Old-fashioned and irresistible, Gone With The Wind is a long-standing lesson to would-be makers of Hollywood epics. More than 60 years since it scooped 10 Oscars, it still has the power to drag your jaw floorwards with its grand scale and spectacular sets, but what really distinguishes it is a hard, unsentimental edge. For all the melodrama, the combative lovers caught up in the American Civil War - cynical businessman Rhett Butler (Clark Gable) and imperious landowner Scarlett O'Hara (Vivien Leigh) - are selfish, flawed, believable human beings.
Producer David O Selznick created a great, publicity-generating hoo-hah about casting Scarlett, claiming to have spent 3 years seeing 1400 actresses for the part before settling on Leigh.
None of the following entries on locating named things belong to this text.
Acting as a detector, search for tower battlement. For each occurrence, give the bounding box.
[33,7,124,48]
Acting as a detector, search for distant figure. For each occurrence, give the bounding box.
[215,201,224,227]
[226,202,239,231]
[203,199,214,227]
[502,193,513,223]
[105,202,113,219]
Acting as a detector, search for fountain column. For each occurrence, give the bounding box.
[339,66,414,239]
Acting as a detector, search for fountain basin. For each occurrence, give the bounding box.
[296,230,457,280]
Whatever the truth of this, she's a perfect choice, managing to be bolshy yet magnetic, cruel but sexy. As Rhett says, in a scene still striking for its romance and sexual energy: "You need kissing badly. That's what's wrong with you. You should be kissed, and often, and by someone who knows how."
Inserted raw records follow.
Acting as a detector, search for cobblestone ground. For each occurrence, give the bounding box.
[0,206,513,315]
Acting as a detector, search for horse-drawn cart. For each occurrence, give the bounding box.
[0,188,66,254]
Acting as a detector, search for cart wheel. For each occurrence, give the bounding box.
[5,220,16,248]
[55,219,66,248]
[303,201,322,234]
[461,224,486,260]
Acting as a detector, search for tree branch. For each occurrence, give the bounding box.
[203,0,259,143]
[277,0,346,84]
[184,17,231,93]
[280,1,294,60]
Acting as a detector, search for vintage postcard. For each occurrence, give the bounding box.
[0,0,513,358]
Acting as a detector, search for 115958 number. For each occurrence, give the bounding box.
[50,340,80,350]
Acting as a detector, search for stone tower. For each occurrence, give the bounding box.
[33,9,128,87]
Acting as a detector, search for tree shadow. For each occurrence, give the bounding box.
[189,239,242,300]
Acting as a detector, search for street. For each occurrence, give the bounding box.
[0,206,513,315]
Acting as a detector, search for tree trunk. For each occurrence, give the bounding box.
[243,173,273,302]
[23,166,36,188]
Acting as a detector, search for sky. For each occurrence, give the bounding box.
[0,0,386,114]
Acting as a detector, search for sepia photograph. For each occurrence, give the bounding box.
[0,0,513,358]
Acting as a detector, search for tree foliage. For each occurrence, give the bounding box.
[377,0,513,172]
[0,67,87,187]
"LEIGH IS PERFECT: BOLSHY YET MAGNETIC, CRUEL BUT SEXY"
Along with this vivid relationship, you do get a sense of a traumatic time in American history and of a country being torn apart (the "street of dying men" shot, for example, still packs a huge impact). Wind has been criticised for racial stereotyping, but there is a warmth and humanity to the black characters (Hattie McDaniel was the first African-American actor to win an Oscar, playing maid Mammy) and its presentation of slavery is vastly preferable to that of contemporary pictures such as Cold Mountain, which largely ignored it.
Certainly, the Confederacy-defending captions ("Here was the last ever to be seen of Knights and their Ladies Fair, of Master and of Slave") are uncomfortable - if amusingly blatant - but come the intense, acrid conclusion... Frankly, my dears, you won't give a damn.